Reading large file in bytes by chunks with dynamic buffer size

I'm trying to read a large file by chunks and save them in an ArrayList of bytes.

My code, in short, looks like this:

public ArrayList<byte[]> packets = new ArrayList<>();
FileInputStream fis = new FileInputStream("random_text.txt");
byte[] buffer = new byte[512];
while (fis.read(buffer) > 0){
  packets.add(buffer);
}
fis.close();

But it has a behavior that I don't know how to solve, for example: If a file has only the words "hello world", this chunk does not necessarily need to be 512 bytes long. In fact, I want each chunk to be a maximum of 512 bytes not that they all necessarily have that size.


Solution 1:

First of all, what you are doing is probably a bad idea. Storing a file's contents in memory like this is liable to be a waste of heap space ... and can lead to OutOfMemoryError exceptions and / or a requirement for an excessively large heap if you process large (enough) input files.

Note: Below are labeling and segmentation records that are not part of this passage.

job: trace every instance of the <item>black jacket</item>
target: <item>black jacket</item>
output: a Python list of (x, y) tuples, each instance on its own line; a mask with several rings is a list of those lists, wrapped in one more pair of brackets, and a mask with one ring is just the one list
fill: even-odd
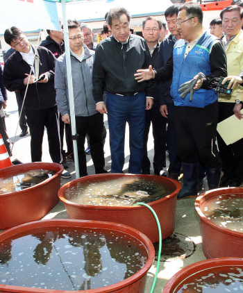
[(40, 46), (44, 47), (50, 50), (57, 59), (65, 52), (64, 44), (60, 47), (49, 35), (47, 35), (46, 40), (42, 41)]
[[(35, 46), (32, 46), (32, 48), (35, 51)], [(38, 47), (36, 56), (40, 58), (39, 76), (45, 73), (48, 76), (48, 83), (28, 85), (24, 101), (26, 110), (47, 109), (56, 105), (56, 58), (51, 51), (42, 47)], [(8, 58), (4, 65), (3, 77), (6, 89), (10, 92), (20, 91), (21, 97), (24, 99), (26, 88), (24, 79), (26, 77), (25, 74), (29, 74), (30, 69), (30, 66), (22, 58), (20, 53), (15, 51)]]
[[(152, 53), (152, 66), (153, 68), (155, 69), (158, 69), (158, 68), (160, 68), (160, 45), (159, 43), (158, 43), (156, 48), (154, 49), (153, 53)], [(159, 97), (158, 95), (158, 84), (156, 87), (156, 90), (153, 95), (153, 107), (156, 106), (160, 106), (160, 101)]]
[[(175, 42), (172, 39), (172, 35), (165, 39), (160, 46), (160, 66), (162, 67), (171, 56)], [(159, 68), (160, 68), (159, 67)], [(160, 99), (160, 106), (166, 103), (173, 103), (172, 97), (170, 95), (170, 87), (172, 83), (172, 78), (167, 81), (161, 81), (158, 86), (158, 94)]]
[(102, 101), (106, 88), (111, 94), (146, 92), (146, 97), (154, 95), (155, 83), (137, 83), (134, 74), (140, 69), (152, 64), (149, 47), (144, 39), (131, 35), (126, 44), (113, 36), (103, 40), (95, 51), (92, 75), (93, 96), (97, 103)]

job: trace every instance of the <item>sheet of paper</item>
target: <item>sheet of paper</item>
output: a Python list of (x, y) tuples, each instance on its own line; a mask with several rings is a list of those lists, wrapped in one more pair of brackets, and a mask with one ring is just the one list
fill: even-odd
[[(240, 112), (243, 114), (243, 109)], [(219, 122), (217, 130), (227, 145), (233, 144), (243, 138), (243, 119), (240, 120), (233, 115)]]

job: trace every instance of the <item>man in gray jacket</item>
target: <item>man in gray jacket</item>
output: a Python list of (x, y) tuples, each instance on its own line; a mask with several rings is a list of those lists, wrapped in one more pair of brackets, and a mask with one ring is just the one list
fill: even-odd
[[(74, 98), (76, 132), (78, 134), (78, 154), (80, 176), (87, 175), (85, 140), (88, 131), (90, 151), (96, 174), (106, 173), (103, 169), (105, 159), (102, 144), (103, 115), (96, 110), (92, 93), (92, 74), (94, 52), (83, 44), (83, 33), (78, 22), (68, 20), (71, 53), (71, 66), (74, 86)], [(62, 120), (70, 123), (69, 103), (66, 68), (66, 56), (62, 55), (56, 63), (55, 88), (56, 103)]]

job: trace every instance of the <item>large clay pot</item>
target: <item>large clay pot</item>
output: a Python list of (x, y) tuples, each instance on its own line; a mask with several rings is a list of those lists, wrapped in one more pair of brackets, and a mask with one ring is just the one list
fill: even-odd
[[(202, 260), (188, 265), (181, 269), (169, 279), (162, 292), (163, 293), (176, 293), (183, 287), (183, 284), (189, 283), (187, 278), (190, 276), (196, 274), (204, 270), (206, 271), (205, 274), (208, 274), (210, 272), (212, 273), (212, 271), (210, 271), (210, 268), (213, 268), (214, 272), (221, 272), (222, 267), (224, 266), (237, 266), (241, 267), (243, 269), (243, 259), (233, 258), (214, 258)], [(209, 269), (208, 270), (208, 269)], [(196, 290), (194, 291), (196, 292)], [(185, 290), (183, 292), (187, 292), (189, 291)]]
[(1, 169), (0, 176), (15, 176), (33, 169), (55, 170), (57, 173), (34, 186), (0, 194), (0, 230), (38, 220), (58, 204), (60, 176), (63, 171), (60, 164), (37, 162), (17, 165)]
[[(25, 224), (11, 229), (7, 230), (0, 234), (0, 245), (1, 242), (7, 240), (12, 239), (14, 236), (15, 238), (17, 237), (18, 234), (23, 233), (23, 232), (31, 231), (37, 230), (43, 227), (75, 227), (76, 230), (80, 229), (83, 231), (84, 228), (96, 228), (98, 231), (110, 230), (110, 231), (119, 231), (122, 234), (135, 237), (137, 240), (138, 245), (143, 245), (147, 251), (147, 261), (144, 267), (139, 270), (136, 274), (130, 276), (129, 278), (117, 283), (113, 285), (108, 285), (97, 289), (92, 289), (88, 290), (78, 290), (75, 292), (82, 293), (143, 293), (144, 292), (146, 274), (153, 264), (155, 257), (155, 251), (153, 244), (141, 232), (128, 227), (125, 225), (117, 225), (115, 223), (102, 222), (97, 221), (81, 221), (81, 220), (69, 220), (69, 219), (51, 219), (34, 221), (32, 223)], [(40, 276), (41, 278), (41, 274)], [(50, 289), (37, 289), (33, 287), (25, 287), (13, 285), (4, 285), (0, 284), (0, 292), (15, 292), (15, 293), (56, 293), (56, 292), (65, 292), (71, 293), (74, 291), (68, 290), (56, 290)]]
[(181, 184), (174, 180), (151, 175), (134, 175), (108, 174), (92, 175), (73, 180), (64, 185), (59, 190), (58, 196), (64, 203), (69, 219), (88, 219), (93, 221), (110, 221), (130, 226), (145, 234), (153, 243), (158, 241), (158, 226), (151, 212), (144, 206), (97, 206), (80, 205), (72, 203), (65, 194), (73, 186), (89, 182), (94, 183), (103, 181), (117, 179), (123, 177), (140, 178), (151, 180), (167, 185), (173, 190), (163, 199), (153, 201), (149, 206), (155, 210), (160, 220), (162, 239), (169, 236), (174, 229), (177, 194)]
[(243, 258), (243, 233), (219, 226), (208, 219), (202, 212), (203, 203), (210, 199), (222, 196), (227, 198), (235, 194), (243, 197), (243, 188), (228, 187), (212, 190), (197, 197), (195, 208), (200, 217), (203, 250), (207, 258)]

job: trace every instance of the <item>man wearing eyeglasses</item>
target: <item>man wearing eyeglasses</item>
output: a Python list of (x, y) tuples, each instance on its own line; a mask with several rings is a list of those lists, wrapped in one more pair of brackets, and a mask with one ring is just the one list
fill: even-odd
[(94, 33), (92, 28), (89, 24), (83, 23), (81, 24), (81, 30), (83, 33), (83, 43), (90, 50), (95, 51), (97, 47), (93, 42)]
[[(83, 44), (83, 33), (76, 19), (68, 20), (68, 31), (73, 81), (75, 120), (80, 176), (87, 175), (85, 141), (87, 132), (90, 138), (91, 156), (96, 174), (107, 173), (102, 144), (103, 115), (96, 110), (92, 93), (92, 74), (94, 59), (94, 51)], [(56, 61), (55, 74), (56, 102), (62, 120), (70, 124), (66, 54)]]
[[(160, 43), (162, 23), (152, 17), (147, 17), (142, 22), (142, 35), (149, 47), (153, 61), (153, 67), (160, 68)], [(156, 88), (157, 90), (157, 88)], [(160, 101), (157, 90), (153, 97), (153, 104), (151, 110), (145, 112), (145, 128), (144, 138), (144, 156), (142, 162), (142, 174), (150, 174), (150, 161), (148, 158), (147, 142), (150, 125), (153, 126), (153, 136), (154, 144), (153, 170), (154, 174), (167, 176), (163, 167), (166, 167), (166, 124), (167, 119), (160, 112)]]
[[(177, 151), (184, 181), (178, 199), (197, 194), (199, 156), (206, 169), (209, 189), (218, 187), (221, 176), (221, 162), (216, 144), (218, 97), (214, 89), (220, 77), (227, 75), (226, 56), (221, 41), (203, 31), (202, 23), (200, 6), (181, 6), (177, 25), (182, 39), (176, 43), (173, 56), (156, 71), (151, 66), (135, 74), (139, 82), (151, 78), (165, 81), (172, 76)], [(194, 84), (200, 72), (206, 77)]]
[[(147, 68), (151, 57), (146, 41), (130, 33), (131, 15), (124, 8), (111, 9), (106, 21), (112, 35), (103, 40), (95, 52), (92, 75), (97, 110), (108, 114), (111, 149), (111, 171), (122, 173), (126, 124), (129, 125), (128, 172), (141, 174), (144, 157), (145, 109), (153, 106), (154, 85), (138, 84), (133, 74)], [(103, 92), (108, 92), (106, 106)], [(107, 108), (106, 108), (107, 107)]]
[[(32, 162), (42, 160), (42, 140), (46, 127), (51, 160), (61, 164), (62, 156), (54, 89), (56, 58), (47, 49), (31, 45), (22, 31), (16, 26), (5, 31), (4, 39), (16, 51), (5, 64), (3, 83), (10, 92), (19, 91), (22, 99), (26, 94), (24, 105), (31, 137)], [(62, 176), (71, 177), (70, 174), (68, 174), (67, 176), (65, 171)]]

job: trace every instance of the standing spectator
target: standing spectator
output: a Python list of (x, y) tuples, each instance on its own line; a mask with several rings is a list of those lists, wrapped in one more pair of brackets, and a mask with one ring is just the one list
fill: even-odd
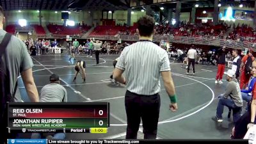
[(59, 43), (58, 42), (56, 39), (54, 39), (54, 42), (53, 42), (53, 47), (58, 47)]
[(45, 45), (45, 49), (46, 51), (46, 54), (48, 54), (48, 52), (49, 52), (49, 48), (50, 48), (50, 42), (47, 40), (45, 43), (44, 44), (44, 45)]
[(69, 58), (68, 60), (71, 61), (71, 58), (74, 58), (74, 60), (76, 60), (76, 57), (75, 57), (75, 47), (73, 46), (70, 46), (70, 51), (71, 51), (71, 54), (70, 57)]
[(227, 61), (231, 61), (232, 60), (232, 55), (230, 54), (230, 51), (228, 51), (228, 52), (227, 54)]
[(252, 92), (253, 90), (252, 88), (256, 81), (256, 77), (254, 76), (252, 76), (251, 77), (249, 80), (248, 84), (248, 86), (246, 86), (246, 88), (245, 89), (241, 90), (243, 100), (246, 101), (248, 104), (250, 104), (252, 100)]
[(90, 39), (90, 41), (88, 41), (88, 55), (87, 56), (87, 57), (88, 57), (90, 55), (90, 57), (92, 58), (92, 49), (93, 48), (93, 44), (92, 44), (92, 39)]
[(100, 52), (101, 51), (101, 45), (102, 45), (102, 42), (99, 40), (96, 40), (96, 43), (93, 42), (92, 44), (94, 46), (94, 50), (95, 51), (95, 57), (96, 57), (96, 63), (99, 64), (99, 55), (100, 54)]
[(251, 77), (251, 73), (248, 73), (247, 71), (250, 72), (250, 67), (252, 67), (252, 61), (254, 61), (255, 58), (252, 55), (253, 52), (253, 49), (250, 49), (248, 54), (244, 56), (242, 59), (242, 63), (241, 64), (240, 72), (240, 88), (244, 89), (248, 84), (250, 77)]
[(74, 47), (74, 51), (76, 53), (77, 51), (78, 46), (79, 46), (79, 42), (77, 41), (77, 39), (75, 39), (75, 41), (73, 42), (73, 47)]
[(195, 46), (192, 45), (191, 48), (188, 52), (188, 69), (187, 74), (189, 74), (190, 65), (192, 63), (193, 74), (195, 75), (195, 60), (196, 58), (197, 52), (195, 49)]
[(181, 51), (180, 49), (177, 50), (177, 53), (178, 54), (178, 61), (183, 61), (183, 59), (185, 57), (185, 53)]
[[(254, 61), (252, 63), (252, 75), (256, 76), (256, 61)], [(251, 103), (251, 120), (248, 124), (247, 127), (250, 128), (253, 126), (255, 122), (256, 116), (256, 84), (254, 84), (252, 91), (252, 101)]]
[(36, 47), (37, 55), (40, 55), (41, 54), (41, 47), (42, 47), (41, 40), (39, 40), (38, 41), (36, 42)]
[(218, 54), (217, 56), (218, 58), (218, 72), (216, 77), (215, 84), (222, 84), (222, 77), (224, 74), (225, 67), (226, 65), (226, 53), (225, 49), (226, 47), (224, 46), (222, 47), (218, 52)]
[(0, 42), (2, 44), (0, 48), (0, 129), (2, 131), (0, 143), (6, 143), (8, 138), (6, 129), (7, 102), (21, 102), (20, 95), (15, 95), (19, 74), (31, 101), (39, 101), (32, 74), (33, 64), (28, 53), (27, 47), (18, 38), (7, 34), (3, 30), (4, 19), (3, 8), (0, 6)]
[(44, 51), (45, 51), (45, 41), (44, 40), (44, 39), (43, 39), (42, 40), (42, 47), (41, 47), (41, 49), (42, 49), (42, 53), (41, 53), (41, 54), (44, 54)]
[[(160, 109), (160, 74), (170, 99), (170, 110), (176, 111), (178, 107), (167, 52), (152, 42), (155, 20), (145, 15), (137, 23), (140, 42), (122, 52), (113, 78), (127, 88), (125, 98), (126, 138), (137, 138), (141, 118), (144, 138), (155, 139)], [(127, 79), (122, 76), (125, 70)]]
[[(216, 116), (212, 120), (222, 122), (222, 113), (223, 113), (224, 106), (228, 108), (239, 108), (243, 106), (243, 99), (237, 80), (235, 78), (236, 72), (232, 70), (228, 70), (227, 72), (227, 81), (228, 82), (224, 93), (221, 94), (219, 102), (218, 103)], [(228, 99), (228, 97), (230, 99)], [(233, 111), (233, 120), (236, 123), (240, 117), (241, 111), (235, 113)]]
[(233, 49), (232, 50), (232, 56), (234, 58), (232, 66), (231, 69), (236, 72), (236, 78), (238, 80), (238, 77), (239, 77), (239, 69), (241, 65), (241, 58), (238, 56), (238, 51), (237, 49)]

The second problem is that your code is wrong. You are repeatedly reading the data into the same byte array. Each time you do, it overwrites what was there before. So you will end up will a list containing lots of reference to a single byte array ... containing just the last chunk of data that you read.

To solve the problem that you asked about1, you will need to copy the chunk that you read to a new (smaller) byte array.

Something like this:

public ArrayList<byte[]> packets = new ArrayList<>();
try (FileInputStream fis = new FileInputStream("random_text.txt")) {
    byte[] buffer = new byte[512];
    int len;
    while ((len = fis.read(buffer)) > 0) {
        packets.add(Arrays.copyOf(buffer, len));
    }
}

Note that this also deals with the second problem I mentioned. And fixes a potential resource leak by using try with resource syntax to manage the closure of the input stream.

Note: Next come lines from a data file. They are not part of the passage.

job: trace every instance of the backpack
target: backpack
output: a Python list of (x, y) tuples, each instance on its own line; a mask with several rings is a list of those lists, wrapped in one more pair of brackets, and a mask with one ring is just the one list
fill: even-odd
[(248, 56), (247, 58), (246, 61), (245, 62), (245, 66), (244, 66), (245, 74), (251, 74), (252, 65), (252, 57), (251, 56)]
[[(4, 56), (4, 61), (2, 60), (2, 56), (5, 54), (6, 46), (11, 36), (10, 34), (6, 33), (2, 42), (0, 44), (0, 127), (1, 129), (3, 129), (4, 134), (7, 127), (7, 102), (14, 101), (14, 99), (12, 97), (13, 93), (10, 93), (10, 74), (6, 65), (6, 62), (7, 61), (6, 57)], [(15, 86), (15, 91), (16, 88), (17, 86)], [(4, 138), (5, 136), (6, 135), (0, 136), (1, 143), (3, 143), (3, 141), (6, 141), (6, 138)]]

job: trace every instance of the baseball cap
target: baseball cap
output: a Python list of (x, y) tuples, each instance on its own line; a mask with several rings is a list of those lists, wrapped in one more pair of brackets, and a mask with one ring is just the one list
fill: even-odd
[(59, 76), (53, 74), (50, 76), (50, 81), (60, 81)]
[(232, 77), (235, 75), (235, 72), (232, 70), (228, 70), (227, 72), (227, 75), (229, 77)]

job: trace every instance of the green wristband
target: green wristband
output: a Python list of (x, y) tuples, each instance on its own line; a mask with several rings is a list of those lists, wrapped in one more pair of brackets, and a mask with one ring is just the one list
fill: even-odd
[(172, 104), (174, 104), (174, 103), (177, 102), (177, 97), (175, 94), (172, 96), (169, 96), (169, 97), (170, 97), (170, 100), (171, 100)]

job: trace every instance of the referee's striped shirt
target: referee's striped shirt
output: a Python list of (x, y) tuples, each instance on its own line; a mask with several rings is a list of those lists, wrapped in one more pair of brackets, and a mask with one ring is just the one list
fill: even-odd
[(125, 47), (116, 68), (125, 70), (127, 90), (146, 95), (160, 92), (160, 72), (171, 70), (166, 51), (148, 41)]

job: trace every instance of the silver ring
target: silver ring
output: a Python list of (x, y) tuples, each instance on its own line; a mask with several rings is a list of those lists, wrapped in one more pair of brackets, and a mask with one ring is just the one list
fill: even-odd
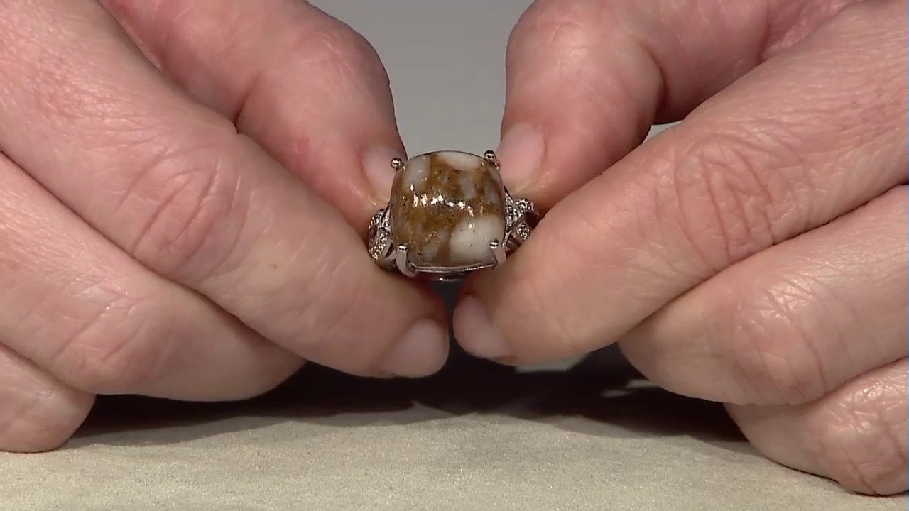
[(504, 263), (539, 221), (531, 201), (505, 190), (493, 151), (436, 151), (391, 166), (391, 200), (369, 224), (369, 255), (383, 268), (459, 280)]

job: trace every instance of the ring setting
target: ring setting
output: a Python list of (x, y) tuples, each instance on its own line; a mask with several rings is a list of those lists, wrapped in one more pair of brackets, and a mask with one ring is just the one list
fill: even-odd
[(495, 153), (425, 153), (391, 161), (391, 200), (369, 225), (369, 255), (409, 277), (451, 281), (494, 267), (539, 221), (505, 190)]

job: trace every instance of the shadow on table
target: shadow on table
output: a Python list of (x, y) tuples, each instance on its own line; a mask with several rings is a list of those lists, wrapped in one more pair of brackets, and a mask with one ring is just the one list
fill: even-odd
[[(457, 287), (439, 291), (453, 307)], [(519, 372), (474, 358), (453, 343), (445, 367), (421, 380), (357, 378), (307, 365), (274, 391), (239, 403), (101, 397), (70, 446), (132, 445), (148, 439), (136, 432), (160, 428), (173, 430), (150, 441), (178, 443), (288, 420), (357, 426), (468, 414), (505, 415), (587, 435), (625, 430), (636, 436), (725, 441), (735, 449), (746, 445), (721, 405), (643, 383), (615, 346), (569, 370)]]
[[(135, 433), (160, 428), (174, 429), (155, 435), (153, 442), (177, 443), (288, 420), (356, 426), (467, 414), (505, 415), (589, 435), (624, 429), (638, 436), (744, 442), (720, 405), (642, 383), (614, 348), (567, 371), (538, 372), (518, 372), (456, 350), (442, 372), (422, 380), (356, 378), (310, 365), (273, 392), (238, 403), (101, 397), (71, 446), (143, 443), (148, 436)], [(226, 420), (244, 417), (256, 421)], [(569, 420), (576, 417), (590, 420)], [(194, 426), (205, 427), (186, 427)]]

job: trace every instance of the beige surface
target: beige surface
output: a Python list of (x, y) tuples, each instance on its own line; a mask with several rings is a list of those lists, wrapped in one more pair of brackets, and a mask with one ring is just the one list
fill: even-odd
[(771, 463), (719, 406), (622, 369), (457, 366), (309, 371), (242, 404), (108, 399), (65, 448), (0, 456), (0, 509), (906, 509)]
[[(495, 145), (528, 3), (316, 2), (379, 50), (412, 154)], [(766, 461), (719, 406), (624, 376), (468, 363), (413, 383), (311, 371), (243, 404), (107, 399), (65, 448), (0, 455), (0, 511), (906, 509)]]

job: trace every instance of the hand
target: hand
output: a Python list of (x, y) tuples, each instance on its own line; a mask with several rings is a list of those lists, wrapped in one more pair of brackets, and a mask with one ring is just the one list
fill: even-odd
[(507, 62), (504, 179), (558, 204), (470, 283), (460, 343), (619, 342), (769, 457), (904, 491), (905, 3), (541, 0)]
[(385, 71), (308, 4), (0, 3), (0, 450), (96, 394), (445, 361), (440, 303), (361, 239), (404, 154)]

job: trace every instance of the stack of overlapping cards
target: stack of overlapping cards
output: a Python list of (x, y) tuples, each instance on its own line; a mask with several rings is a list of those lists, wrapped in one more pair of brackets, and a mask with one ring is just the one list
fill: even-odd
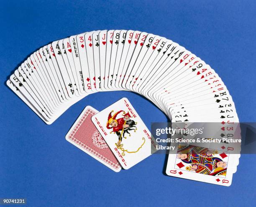
[(115, 90), (141, 94), (172, 122), (238, 122), (228, 91), (209, 65), (171, 40), (138, 31), (55, 41), (30, 56), (7, 85), (47, 124), (91, 93)]

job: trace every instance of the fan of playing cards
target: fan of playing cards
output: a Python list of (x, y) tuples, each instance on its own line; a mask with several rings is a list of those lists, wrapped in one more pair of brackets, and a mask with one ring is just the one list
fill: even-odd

A final issue: If this is really a text file that you are reading, you probably should be using a Reader to read it, and char[] or String to hold it.

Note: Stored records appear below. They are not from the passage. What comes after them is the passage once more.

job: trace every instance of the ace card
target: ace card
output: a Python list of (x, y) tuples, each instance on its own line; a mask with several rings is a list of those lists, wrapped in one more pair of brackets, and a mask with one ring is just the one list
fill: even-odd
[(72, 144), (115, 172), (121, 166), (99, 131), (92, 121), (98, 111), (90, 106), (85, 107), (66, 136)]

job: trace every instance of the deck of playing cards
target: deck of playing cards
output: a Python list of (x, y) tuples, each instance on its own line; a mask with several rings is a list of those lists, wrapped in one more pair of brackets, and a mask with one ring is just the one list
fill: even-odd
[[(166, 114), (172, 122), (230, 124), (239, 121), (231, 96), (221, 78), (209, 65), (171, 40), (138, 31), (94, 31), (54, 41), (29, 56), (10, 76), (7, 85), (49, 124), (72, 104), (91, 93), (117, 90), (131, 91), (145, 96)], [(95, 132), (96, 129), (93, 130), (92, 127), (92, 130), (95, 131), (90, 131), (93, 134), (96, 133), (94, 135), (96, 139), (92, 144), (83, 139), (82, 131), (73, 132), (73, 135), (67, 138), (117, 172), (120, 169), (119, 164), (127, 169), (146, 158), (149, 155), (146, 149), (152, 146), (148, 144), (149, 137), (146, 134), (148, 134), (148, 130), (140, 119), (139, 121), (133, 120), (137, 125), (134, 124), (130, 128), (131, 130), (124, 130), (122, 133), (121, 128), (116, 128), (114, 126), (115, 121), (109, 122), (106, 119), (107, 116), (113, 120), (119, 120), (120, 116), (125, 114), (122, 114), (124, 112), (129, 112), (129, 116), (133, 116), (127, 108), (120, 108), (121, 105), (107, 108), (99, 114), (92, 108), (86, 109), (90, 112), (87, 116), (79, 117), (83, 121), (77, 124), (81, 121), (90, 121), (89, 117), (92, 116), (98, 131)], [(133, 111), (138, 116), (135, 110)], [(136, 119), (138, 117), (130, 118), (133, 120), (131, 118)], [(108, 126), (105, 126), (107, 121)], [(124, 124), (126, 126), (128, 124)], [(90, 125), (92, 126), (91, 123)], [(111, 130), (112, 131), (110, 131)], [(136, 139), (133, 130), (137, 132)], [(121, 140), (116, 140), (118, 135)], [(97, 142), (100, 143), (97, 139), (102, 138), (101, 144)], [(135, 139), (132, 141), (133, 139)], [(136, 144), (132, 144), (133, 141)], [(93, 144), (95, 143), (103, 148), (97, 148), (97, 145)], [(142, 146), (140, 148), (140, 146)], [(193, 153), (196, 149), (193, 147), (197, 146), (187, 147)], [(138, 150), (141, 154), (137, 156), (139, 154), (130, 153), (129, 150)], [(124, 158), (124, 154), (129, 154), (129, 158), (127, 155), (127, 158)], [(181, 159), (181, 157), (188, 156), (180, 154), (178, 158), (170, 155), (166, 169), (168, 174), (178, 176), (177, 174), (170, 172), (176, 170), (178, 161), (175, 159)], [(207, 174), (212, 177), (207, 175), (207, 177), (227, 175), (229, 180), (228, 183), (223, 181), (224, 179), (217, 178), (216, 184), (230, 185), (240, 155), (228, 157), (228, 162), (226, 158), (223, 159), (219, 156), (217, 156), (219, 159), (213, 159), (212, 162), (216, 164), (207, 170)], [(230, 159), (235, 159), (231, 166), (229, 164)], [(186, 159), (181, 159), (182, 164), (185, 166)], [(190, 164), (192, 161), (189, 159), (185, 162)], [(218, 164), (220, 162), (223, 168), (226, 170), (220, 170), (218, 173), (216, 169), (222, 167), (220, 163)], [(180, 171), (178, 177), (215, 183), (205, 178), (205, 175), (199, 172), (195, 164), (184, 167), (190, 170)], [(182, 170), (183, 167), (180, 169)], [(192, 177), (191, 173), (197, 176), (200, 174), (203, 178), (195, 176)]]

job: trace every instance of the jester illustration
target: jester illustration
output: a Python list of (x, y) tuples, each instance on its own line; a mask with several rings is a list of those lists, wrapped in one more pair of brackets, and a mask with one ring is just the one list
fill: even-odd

But even if you do that there are some awkward edge cases if your text contains Unicode codepoints that are not in code plane 0. For example, emojis. The edge cases will involve code points that are represented as a surrogate pair AND the pair being split on a chunk boundary. Reading and storing the text as lines would avoid that.


1 - The issue here is not the "wasted" space. Unless you are reading and caching a large number of small file, any space wastage due to "short" chunks will be unimportant. The important issue is knowing which bytes in each byte[] are actually valid data.